Department of Mathematics, UCLA, Los Angeles, CA, 90095-1555, USA.
Department of Mathematics, CalState-Northridge, Northridge, CA, 91330-8313, USA.
Bull Math Biol. 2019 Jul;81(7):2783-2817. doi: 10.1007/s11538-019-00630-z. Epub 2019 Jun 14.
The human adaptive immune response is known to weaken in advanced age, resulting in increased severity of pathogen-born illness, poor vaccine efficacy, and a higher prevalence of cancer in the elderly. Age-related erosion of the T cell compartment has been implicated as a likely cause, but the underlying mechanisms driving this immunosenescence have not been quantitatively modeled and systematically analyzed. T cell receptor diversity, or the extent of pathogen-derived antigen responsiveness of the T cell pool, is known to diminish with age, but inherent experimental difficulties preclude accurate analysis on the full organismal level. In this paper, we formulate a mechanistic mathematical model of T cell population dynamics on the immunoclonal subpopulation level, which provides quantitative estimates of diversity. We define different estimates for diversity that depend on the individual number of cells in a specific immunoclone. We show that diversity decreases with age primarily due to diminished thymic output of new T cells and the resulting overall loss of small immunoclones.

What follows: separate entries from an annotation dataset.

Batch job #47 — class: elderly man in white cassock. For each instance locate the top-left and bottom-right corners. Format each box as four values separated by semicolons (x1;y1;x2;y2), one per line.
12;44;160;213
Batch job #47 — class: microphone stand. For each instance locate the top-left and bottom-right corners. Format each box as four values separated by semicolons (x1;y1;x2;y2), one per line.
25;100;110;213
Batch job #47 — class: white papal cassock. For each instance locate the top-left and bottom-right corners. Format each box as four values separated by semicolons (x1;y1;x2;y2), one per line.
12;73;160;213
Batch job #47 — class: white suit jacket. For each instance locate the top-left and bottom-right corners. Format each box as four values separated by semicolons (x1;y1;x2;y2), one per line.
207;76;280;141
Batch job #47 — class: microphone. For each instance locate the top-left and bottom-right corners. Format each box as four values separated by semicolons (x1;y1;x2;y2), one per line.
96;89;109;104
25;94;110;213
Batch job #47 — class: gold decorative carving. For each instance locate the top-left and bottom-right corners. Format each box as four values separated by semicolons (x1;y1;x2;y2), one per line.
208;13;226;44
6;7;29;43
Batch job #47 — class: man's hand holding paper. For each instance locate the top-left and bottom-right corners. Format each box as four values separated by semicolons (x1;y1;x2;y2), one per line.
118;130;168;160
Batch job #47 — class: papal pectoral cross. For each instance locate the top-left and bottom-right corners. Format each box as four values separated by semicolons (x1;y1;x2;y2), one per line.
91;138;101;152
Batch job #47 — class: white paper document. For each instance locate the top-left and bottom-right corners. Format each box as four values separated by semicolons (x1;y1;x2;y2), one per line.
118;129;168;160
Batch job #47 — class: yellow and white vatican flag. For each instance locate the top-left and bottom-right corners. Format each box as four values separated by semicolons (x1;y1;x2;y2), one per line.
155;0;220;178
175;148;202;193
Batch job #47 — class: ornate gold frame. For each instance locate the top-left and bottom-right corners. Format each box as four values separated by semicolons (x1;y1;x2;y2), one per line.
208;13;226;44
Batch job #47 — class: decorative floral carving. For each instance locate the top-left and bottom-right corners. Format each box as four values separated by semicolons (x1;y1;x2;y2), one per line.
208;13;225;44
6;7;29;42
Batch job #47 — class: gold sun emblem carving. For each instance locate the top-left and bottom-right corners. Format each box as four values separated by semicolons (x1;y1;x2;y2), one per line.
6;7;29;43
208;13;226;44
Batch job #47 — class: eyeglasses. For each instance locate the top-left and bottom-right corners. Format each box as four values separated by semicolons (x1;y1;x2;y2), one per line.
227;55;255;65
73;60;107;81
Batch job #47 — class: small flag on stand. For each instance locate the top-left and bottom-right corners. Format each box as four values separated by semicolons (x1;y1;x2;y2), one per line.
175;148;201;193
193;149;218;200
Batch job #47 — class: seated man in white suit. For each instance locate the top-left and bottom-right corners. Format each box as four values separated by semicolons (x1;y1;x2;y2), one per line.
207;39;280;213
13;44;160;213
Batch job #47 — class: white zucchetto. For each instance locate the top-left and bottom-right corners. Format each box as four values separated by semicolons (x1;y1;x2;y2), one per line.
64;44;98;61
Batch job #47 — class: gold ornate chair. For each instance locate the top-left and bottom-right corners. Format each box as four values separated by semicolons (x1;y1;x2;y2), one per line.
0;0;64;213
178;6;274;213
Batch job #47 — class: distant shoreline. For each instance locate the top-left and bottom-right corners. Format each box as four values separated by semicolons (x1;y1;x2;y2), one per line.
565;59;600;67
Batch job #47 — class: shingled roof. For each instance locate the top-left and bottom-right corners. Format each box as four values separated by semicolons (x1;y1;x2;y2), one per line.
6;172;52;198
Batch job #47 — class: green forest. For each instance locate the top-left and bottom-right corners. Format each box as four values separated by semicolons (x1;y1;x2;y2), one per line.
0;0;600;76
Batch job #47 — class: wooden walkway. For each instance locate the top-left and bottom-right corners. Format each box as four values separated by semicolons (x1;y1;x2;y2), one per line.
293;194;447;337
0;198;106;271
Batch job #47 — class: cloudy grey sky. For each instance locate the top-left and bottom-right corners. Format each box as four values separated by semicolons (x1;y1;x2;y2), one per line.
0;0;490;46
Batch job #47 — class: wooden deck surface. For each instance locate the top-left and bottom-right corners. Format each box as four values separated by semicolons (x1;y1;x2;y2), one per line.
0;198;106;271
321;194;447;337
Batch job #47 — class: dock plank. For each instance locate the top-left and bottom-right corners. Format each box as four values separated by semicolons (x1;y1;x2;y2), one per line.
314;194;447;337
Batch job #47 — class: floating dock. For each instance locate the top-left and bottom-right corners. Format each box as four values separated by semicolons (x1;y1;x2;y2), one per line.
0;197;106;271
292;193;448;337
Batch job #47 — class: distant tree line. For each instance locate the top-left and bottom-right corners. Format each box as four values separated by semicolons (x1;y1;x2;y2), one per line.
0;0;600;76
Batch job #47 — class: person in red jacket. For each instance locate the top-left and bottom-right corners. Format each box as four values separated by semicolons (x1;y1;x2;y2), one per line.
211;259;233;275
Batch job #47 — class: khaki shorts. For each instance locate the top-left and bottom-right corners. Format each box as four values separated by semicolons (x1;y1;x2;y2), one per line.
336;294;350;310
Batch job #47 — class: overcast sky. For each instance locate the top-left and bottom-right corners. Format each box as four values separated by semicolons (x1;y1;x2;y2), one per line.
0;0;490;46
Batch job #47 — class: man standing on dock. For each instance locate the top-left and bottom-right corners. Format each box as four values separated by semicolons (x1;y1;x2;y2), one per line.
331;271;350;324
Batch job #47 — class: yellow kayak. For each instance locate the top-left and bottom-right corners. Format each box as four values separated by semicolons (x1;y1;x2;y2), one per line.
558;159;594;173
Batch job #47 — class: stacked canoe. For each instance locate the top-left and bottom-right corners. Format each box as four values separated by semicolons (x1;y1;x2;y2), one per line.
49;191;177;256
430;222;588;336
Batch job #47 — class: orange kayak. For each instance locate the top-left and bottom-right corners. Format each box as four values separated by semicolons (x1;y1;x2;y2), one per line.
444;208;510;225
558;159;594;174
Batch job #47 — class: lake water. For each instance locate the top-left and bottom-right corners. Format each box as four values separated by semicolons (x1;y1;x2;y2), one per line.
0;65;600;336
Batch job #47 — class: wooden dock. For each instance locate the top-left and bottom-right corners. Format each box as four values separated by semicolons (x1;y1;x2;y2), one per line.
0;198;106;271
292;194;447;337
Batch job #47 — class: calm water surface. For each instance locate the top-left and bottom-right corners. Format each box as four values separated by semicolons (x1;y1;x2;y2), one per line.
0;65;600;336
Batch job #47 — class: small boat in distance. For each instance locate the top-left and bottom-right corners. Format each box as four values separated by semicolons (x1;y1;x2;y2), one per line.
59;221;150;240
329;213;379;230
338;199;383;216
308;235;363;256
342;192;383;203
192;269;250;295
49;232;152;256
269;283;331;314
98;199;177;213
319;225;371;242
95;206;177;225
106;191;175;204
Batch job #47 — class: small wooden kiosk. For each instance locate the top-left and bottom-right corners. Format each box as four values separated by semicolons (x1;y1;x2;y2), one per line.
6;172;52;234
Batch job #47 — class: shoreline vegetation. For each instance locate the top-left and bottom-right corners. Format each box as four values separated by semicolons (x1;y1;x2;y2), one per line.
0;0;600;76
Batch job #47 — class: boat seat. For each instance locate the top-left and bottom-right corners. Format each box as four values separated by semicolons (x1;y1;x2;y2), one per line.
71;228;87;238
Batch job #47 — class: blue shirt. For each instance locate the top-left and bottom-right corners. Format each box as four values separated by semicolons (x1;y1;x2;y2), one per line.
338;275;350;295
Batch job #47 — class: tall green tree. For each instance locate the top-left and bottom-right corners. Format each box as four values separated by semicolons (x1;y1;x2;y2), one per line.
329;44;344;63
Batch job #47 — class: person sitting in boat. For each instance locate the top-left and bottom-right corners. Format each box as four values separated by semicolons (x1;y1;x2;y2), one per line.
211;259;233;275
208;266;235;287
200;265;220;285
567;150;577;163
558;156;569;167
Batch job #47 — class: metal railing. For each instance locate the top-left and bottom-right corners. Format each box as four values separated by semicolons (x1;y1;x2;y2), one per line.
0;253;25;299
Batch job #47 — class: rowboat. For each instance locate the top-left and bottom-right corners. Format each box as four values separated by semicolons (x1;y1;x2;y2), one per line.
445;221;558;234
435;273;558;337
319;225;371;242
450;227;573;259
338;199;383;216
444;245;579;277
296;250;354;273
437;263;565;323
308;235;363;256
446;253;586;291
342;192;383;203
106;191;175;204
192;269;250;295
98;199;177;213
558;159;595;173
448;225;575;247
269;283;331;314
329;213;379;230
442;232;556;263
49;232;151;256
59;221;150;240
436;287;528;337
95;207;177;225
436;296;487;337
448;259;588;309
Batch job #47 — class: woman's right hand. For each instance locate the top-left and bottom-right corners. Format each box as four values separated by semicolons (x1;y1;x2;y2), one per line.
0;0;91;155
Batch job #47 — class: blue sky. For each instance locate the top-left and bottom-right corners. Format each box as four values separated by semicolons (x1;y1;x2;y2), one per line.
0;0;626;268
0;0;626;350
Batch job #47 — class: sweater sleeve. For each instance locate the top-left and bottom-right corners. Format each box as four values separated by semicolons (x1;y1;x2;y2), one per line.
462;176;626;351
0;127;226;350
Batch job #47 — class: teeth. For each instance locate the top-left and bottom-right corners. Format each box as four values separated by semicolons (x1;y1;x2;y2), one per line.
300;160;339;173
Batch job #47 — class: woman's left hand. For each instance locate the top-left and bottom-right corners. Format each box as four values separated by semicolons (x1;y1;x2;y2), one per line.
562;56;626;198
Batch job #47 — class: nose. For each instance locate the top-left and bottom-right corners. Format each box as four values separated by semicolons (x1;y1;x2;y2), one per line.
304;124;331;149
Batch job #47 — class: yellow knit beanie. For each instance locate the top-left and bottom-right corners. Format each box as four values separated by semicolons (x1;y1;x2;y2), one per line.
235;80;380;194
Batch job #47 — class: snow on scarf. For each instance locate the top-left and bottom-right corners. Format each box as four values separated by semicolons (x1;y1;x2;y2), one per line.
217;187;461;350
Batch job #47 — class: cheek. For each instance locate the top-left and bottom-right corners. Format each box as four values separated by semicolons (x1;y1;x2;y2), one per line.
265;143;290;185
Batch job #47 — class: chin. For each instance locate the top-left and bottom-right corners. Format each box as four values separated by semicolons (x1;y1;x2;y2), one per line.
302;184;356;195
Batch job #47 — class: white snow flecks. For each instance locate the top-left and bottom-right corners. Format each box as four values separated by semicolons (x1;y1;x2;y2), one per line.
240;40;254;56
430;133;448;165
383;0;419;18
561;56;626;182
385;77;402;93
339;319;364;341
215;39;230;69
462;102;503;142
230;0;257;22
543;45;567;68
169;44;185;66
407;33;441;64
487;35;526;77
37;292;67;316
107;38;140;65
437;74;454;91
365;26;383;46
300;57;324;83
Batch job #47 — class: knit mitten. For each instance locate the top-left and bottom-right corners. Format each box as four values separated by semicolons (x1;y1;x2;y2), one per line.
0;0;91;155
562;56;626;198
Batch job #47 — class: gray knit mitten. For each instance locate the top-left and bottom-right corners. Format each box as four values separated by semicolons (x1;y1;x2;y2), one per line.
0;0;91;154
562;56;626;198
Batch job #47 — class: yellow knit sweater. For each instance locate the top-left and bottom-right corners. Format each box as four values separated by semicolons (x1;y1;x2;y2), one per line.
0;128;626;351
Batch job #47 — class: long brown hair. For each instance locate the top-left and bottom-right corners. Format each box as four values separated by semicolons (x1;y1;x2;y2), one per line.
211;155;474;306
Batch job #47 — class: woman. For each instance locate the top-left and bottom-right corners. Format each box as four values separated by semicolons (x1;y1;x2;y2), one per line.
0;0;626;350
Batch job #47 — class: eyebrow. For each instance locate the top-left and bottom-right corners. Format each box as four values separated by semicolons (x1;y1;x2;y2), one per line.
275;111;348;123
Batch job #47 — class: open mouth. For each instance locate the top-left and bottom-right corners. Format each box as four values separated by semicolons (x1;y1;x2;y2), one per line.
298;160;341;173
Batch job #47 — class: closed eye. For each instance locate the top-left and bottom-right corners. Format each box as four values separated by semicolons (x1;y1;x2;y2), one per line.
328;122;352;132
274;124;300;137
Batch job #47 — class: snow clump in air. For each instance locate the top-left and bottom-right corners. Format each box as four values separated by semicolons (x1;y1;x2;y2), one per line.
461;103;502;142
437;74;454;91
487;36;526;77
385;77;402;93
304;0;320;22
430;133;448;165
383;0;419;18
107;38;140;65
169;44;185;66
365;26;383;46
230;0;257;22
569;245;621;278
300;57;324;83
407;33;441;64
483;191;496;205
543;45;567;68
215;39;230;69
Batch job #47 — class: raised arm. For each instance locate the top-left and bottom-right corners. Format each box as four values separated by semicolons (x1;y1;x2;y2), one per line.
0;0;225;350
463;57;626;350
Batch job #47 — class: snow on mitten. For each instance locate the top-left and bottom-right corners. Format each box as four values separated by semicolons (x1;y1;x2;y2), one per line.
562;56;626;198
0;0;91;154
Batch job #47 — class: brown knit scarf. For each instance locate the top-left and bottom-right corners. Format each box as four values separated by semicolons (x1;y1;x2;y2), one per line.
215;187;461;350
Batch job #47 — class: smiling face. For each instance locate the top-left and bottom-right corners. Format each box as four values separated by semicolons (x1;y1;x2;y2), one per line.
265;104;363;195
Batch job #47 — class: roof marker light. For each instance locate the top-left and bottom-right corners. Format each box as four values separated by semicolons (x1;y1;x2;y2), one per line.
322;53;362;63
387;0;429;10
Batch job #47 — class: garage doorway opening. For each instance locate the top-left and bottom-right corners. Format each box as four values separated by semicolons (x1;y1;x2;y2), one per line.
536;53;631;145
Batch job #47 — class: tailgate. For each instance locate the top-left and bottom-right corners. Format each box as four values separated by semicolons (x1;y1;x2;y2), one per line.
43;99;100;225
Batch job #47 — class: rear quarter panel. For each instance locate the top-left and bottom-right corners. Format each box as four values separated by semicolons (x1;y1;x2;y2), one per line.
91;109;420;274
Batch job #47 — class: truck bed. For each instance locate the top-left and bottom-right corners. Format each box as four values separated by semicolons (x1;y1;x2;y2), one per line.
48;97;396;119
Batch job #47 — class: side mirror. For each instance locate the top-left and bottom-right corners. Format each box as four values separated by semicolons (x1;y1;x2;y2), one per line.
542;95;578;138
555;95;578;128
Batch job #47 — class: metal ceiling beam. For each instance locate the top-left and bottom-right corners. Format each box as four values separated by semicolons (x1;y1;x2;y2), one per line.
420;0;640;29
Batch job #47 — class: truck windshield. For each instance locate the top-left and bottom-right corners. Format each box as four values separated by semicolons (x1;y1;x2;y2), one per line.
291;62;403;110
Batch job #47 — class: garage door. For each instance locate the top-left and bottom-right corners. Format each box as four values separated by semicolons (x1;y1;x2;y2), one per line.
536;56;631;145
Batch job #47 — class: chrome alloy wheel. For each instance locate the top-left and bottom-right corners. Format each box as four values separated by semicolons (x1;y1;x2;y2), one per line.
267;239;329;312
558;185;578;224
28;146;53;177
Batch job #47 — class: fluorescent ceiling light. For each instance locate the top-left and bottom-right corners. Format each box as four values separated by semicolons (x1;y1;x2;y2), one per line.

人体适应性免疫反应随着年龄的增长而减弱,导致病原体引起的疾病严重程度增加、疫苗效果不佳以及老年人癌症患病率上升。T 细胞群的衰老与年龄相关,这被认为是一个可能的原因,但导致这种免疫衰老的潜在机制尚未进行定量建模和系统分析。T 细胞受体多样性,即 T 细胞库对病原体衍生抗原的反应程度,随着年龄的增长而减少,但内在的实验困难排除了在全生物体水平上进行准确分析。在本文中,我们在免疫克隆亚群水平上构建了一个 T 细胞群体动力学的机制数学模型,该模型提供了多样性的定量估计。我们定义了不同的多样性估计值,这些估计值取决于特定免疫克隆中细胞的个体数量。我们表明,多样性随年龄的增长而减少,主要是由于新 T 细胞的胸腺输出减少以及由此导致的小免疫克隆的总体损失。